It's a tale of two different countries. One is the second-biggest economy, whose 127 million inhabitants enjoy the world's highest standard of living. The other has 2 million people, annual per capita income of US$2,860 and an economy that's one-third the size of Nortel Networks Corp's market capitalization. They are Japan and Latvia.
The two may soon have something in common: The same credit rating. Moody's Investors Service Wednesday said it might cut Japan's "Aa3" credit rating two notches, putting it on a par with Cyprus, Greece, Latvia, Mauritius, Poland and South Africa. A one-notch downgrade would group Japan with the Bahamas, Chile, the Czech Republic and Hungary.
Wow! A Moody's downgrade, observes Paul Donovan, London-based head of global economics for UBS Warburg, "would make Japanese government bonds the lowest-yielding emerging-market debt in the world."
The point here isn't to malign the nations Moody's currently rates "A1" or "A2." Rather, it's to point out Japan's stunning reversal of fortune over the last dozen years.
It seems just yesterday that Japan's economy was the most feared in the world. US automakers were being left in Japan's exhaust, while Japanese companies were buying jewels like the Rockefeller Center, Universal Studios and Pebble Beach golf course.
Today, Japan Inc is experiencing the flip side of the go-go 1980s.
The Nikkei 225 stock average -- which peaked at 38,957 -- is now at level pegging with the Dow Jones Industrial Average, around the 10,000 level. And markets are again abuzz about a banking crisis.

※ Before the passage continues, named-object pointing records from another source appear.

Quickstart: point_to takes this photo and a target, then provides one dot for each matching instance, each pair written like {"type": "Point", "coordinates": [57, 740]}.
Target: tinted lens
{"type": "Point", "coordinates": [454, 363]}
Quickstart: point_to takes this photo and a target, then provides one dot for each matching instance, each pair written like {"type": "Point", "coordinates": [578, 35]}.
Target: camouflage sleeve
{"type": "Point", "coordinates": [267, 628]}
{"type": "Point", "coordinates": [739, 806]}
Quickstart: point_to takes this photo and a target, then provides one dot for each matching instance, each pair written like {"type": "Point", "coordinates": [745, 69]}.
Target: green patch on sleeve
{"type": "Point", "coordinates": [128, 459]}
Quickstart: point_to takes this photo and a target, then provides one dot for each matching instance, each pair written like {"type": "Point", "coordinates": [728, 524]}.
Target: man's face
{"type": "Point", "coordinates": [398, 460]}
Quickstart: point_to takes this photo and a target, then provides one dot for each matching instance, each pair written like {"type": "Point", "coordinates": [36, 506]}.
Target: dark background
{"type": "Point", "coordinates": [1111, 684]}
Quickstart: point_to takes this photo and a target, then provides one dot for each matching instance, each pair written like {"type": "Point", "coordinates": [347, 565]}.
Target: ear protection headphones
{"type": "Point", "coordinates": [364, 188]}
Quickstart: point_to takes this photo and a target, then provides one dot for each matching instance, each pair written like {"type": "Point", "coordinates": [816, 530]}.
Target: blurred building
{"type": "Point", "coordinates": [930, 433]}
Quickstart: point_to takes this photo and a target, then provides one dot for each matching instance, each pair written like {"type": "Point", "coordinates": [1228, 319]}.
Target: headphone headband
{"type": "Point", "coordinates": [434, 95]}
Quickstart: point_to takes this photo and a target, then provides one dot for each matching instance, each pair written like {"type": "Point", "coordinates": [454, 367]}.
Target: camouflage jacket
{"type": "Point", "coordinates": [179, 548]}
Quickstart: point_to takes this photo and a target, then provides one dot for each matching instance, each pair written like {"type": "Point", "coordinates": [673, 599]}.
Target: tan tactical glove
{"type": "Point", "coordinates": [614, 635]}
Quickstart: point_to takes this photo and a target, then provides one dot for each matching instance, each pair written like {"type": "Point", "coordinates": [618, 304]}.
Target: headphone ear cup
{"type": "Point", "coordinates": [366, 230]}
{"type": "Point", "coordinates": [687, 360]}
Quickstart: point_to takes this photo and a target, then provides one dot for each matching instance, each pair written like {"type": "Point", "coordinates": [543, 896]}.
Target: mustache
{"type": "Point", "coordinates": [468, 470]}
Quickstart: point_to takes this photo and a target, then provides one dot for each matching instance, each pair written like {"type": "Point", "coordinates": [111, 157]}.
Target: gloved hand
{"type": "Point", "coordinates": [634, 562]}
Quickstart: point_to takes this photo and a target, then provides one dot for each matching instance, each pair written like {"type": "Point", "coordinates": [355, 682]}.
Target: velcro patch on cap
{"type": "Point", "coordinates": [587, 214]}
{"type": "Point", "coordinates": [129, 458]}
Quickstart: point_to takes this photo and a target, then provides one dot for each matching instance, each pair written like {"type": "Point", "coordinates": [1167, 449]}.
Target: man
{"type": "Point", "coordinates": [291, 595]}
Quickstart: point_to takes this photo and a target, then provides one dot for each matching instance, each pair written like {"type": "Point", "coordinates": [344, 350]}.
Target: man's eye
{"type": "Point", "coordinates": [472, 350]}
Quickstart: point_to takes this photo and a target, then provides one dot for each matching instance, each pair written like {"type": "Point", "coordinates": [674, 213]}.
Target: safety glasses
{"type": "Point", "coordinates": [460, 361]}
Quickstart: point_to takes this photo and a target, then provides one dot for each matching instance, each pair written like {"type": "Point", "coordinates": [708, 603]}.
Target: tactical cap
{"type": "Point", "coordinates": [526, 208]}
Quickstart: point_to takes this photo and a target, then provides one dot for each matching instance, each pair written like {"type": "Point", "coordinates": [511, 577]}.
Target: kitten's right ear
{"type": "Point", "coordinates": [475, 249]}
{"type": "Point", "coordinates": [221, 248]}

Japan is where it is today because of denial about the depths of its problems. Even now, as ratings companies threaten more humiliating downgrades, officials in Tokyo are at a loss over how to fix things. Learning about Moody's downgrade warning, the most insightful thing Finance Minister Masajuro Shiokawa could say was that the news was "unfortunate." What's really unfortunate is the lack of determination to end a slump that's into its second decade. Japan's banking system remains crippled with so many non-performing loans that banks aren't lending.
That's hobbled conventional monetary policy and limited the benefits of aggressive government spending. Deflation is worsening as a result, making Japan's debts bigger in real terms and crimping corporate profits.
Prime Minister Junichiro Koizumi says he's committed to an economic reform drive that's stuck in neutral. He's right that banks need to write off loans that will never be repaid and Tokyo must end its reliance on unnecessary public works spending. Yet there seems to be little desire to actually change things.
This week, Koizumi convened a much-hyped panel to tackle deflation, the trend that has Moody's so worried. Yet new ideas were conspicuously absent from the government's six-page report titled "Issues on Deflation." Moody's claims its downgrade warning wasn't meant to crash Koizumi's anti-deflation confab. The news cast a dark and heavy cloud over the proceedings.
Policy makers here can dismiss pressure to change all they want. But in the eyes of Moody's, it soon may be no safer to buy Japanese debt than from some emerging-market nations. Being lumped together with economies like Latvia has to take a psychological toll on the average Japanese.
"While up to now the downgrades haven't had much effect on foreign-exchange flows, it appears that households saving for retirement are taking these concerns seriously and are starting to diversify out of yen assets," says Marshall Gittler, head of Asian currency strategy at Bank of America Corp.